Critical thinking assignment

by Thang Tran, Qh.2010. E14, ULIS, VNU


1. From: Keroauc, Jack. (1950). The town and the city. The United States of America: Penguin books Ltd.

“There was all this gleeful demonism, and a thousand absorbing and wonderful things to be done, and parties and dances every week, and the fascinating vistas of new study, new languages, new knowledge – vistas that were just like the blue pine hills and the grey dimness to the north that they saw outside the classroom windows.”

When all the family was stilled in sleep, when the streetlamp a few paces from the house shone at night and made grotesque shadows of the trees upon the house, when the river sighed off in the darkness, when the trains hooted on their way to Montreal far upriver, when the wind swished in the soft treeleaves and something knocked and rattled on the old barn – you could stand in old Galloway Road and look at this home and know that there is nothing more haunting than a house at night when the family is asleep, something strangely tragic, something beautiful forever.”

Comment:

The author used the method of repetition to emphasize the beauty of Galloway, where the story took place. “And” and “When” were used to make the story smoothly narrated, to make the readers completely into the flow of time and nature.

2. From: Dust Bowl – The Southern Plains in the 1930s

It fell across our city like a curtain

of black rolled down,

We thought it was our judgment, we thought

It was our doom.

(Woody Guthrie - “The Great Dust Storm”)

Comment:

The Dust Bowl is one of the tragedies in America’s history which caused devastating damage to the agriculture and human welfare. We can easily see that the author compared the dust storm with a “curtain of black rolled down”. This comparison is quite easy to understand as a natural phenomenon. The storm came, sweeping through the vast regions of Midwest, with small dark particles of sand that passed through every airtight doors. The movement of natural power is so powerful that it can destroy everything on its path.

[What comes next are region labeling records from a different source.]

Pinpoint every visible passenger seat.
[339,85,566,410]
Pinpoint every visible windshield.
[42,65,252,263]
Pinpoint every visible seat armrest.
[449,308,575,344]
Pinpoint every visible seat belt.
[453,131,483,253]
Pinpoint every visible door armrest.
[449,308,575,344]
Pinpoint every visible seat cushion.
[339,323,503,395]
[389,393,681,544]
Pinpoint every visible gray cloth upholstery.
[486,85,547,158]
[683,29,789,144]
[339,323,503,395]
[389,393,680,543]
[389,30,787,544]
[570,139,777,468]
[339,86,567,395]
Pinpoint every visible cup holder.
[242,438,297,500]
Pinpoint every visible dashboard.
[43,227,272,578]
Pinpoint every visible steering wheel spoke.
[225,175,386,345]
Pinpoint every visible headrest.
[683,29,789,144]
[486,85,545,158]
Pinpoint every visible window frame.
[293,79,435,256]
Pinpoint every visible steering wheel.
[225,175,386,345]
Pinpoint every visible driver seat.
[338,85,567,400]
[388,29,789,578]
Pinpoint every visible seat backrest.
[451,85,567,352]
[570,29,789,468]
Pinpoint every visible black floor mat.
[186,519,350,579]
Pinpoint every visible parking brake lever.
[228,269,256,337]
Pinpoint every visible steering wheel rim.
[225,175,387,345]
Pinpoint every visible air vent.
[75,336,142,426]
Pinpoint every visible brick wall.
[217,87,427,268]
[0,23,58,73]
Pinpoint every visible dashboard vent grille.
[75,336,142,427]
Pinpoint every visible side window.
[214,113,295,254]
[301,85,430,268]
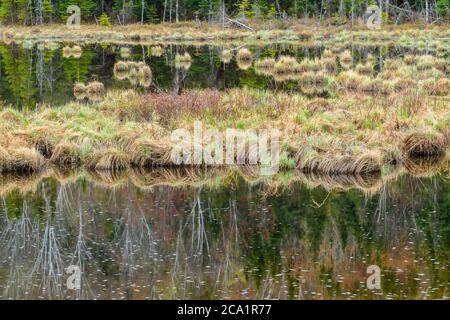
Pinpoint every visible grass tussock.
[403,132,448,157]
[174,52,192,70]
[50,143,81,168]
[236,48,253,70]
[296,147,382,175]
[85,148,130,171]
[0,147,45,173]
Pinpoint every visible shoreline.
[0,22,450,45]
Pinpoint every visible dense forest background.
[0,0,450,25]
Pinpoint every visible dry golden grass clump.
[86,81,105,102]
[63,46,83,59]
[139,65,153,88]
[306,98,333,113]
[358,77,390,94]
[114,61,153,88]
[319,57,338,73]
[403,156,446,177]
[298,59,322,72]
[236,48,253,70]
[299,72,329,96]
[0,147,45,173]
[322,49,336,60]
[220,49,233,64]
[403,132,448,157]
[174,52,192,70]
[85,148,129,170]
[114,61,130,80]
[128,139,173,168]
[255,58,276,76]
[336,70,368,91]
[356,63,373,76]
[120,47,131,59]
[150,46,164,57]
[403,54,418,66]
[272,56,300,75]
[73,82,87,100]
[420,78,450,96]
[339,50,353,65]
[34,138,53,159]
[50,143,81,168]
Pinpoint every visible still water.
[0,42,436,108]
[0,170,450,299]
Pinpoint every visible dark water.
[0,42,436,107]
[0,173,450,299]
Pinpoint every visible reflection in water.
[0,168,450,299]
[0,42,432,107]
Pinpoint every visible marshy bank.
[0,85,450,174]
[0,48,450,178]
[0,20,449,48]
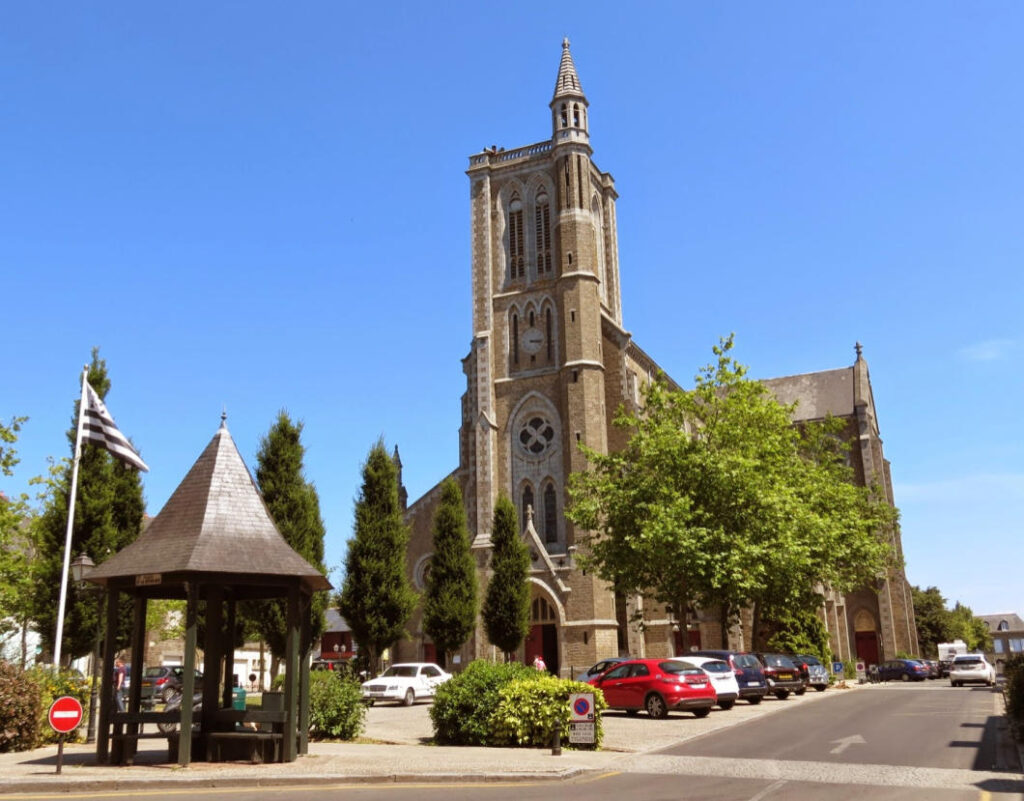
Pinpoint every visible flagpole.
[53,365,89,670]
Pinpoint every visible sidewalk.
[0,685,1007,794]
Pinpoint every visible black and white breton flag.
[82,382,150,472]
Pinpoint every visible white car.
[949,654,995,687]
[673,657,739,709]
[362,662,452,707]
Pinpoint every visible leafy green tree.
[0,417,38,668]
[482,494,529,662]
[423,477,477,666]
[566,336,896,645]
[910,587,954,659]
[949,601,992,651]
[244,410,328,661]
[33,348,145,659]
[338,439,417,671]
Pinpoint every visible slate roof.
[89,422,331,590]
[761,367,856,421]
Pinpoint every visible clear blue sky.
[0,0,1024,614]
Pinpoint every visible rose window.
[519,417,555,456]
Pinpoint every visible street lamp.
[71,553,103,743]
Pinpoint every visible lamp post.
[71,553,103,743]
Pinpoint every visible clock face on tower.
[519,328,544,353]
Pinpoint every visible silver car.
[949,654,995,687]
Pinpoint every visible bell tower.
[460,39,629,670]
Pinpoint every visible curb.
[0,767,594,796]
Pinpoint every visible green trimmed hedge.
[309,670,367,740]
[430,660,606,748]
[0,662,46,753]
[1002,654,1024,741]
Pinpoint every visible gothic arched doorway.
[853,609,880,665]
[523,596,558,676]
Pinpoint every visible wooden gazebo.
[88,418,331,765]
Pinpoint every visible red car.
[588,660,718,718]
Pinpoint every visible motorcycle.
[157,689,203,734]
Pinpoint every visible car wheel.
[643,692,669,720]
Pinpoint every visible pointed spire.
[550,37,590,144]
[552,37,584,102]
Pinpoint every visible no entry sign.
[46,695,82,734]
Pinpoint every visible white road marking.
[746,778,786,801]
[828,734,867,754]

3. From: Scott Ellsworth. Death in a promised land – the Tulsa race riot of 1921

“They found the business district to be burned-out shell. Their home – the building at Greenwood and Archer which also housed their confectionary – had been looted and burned. Their theater, too, was but bricks and ashes.”

Comment:

The history of the Tulsa riot is one chapter in the troubled history of racial violence in America. This is a brief description among thousands of cases in the Tulsa race riot. The author used the phrase “bricks and ashes”, which triggers the readers’ mind of a theater in raging fire. “Ashes” is the metaphor of remains after a fire. “Bricks”, in this case, is the metaphor of things crumbled down after a fire. This way of describing is unique and interesting.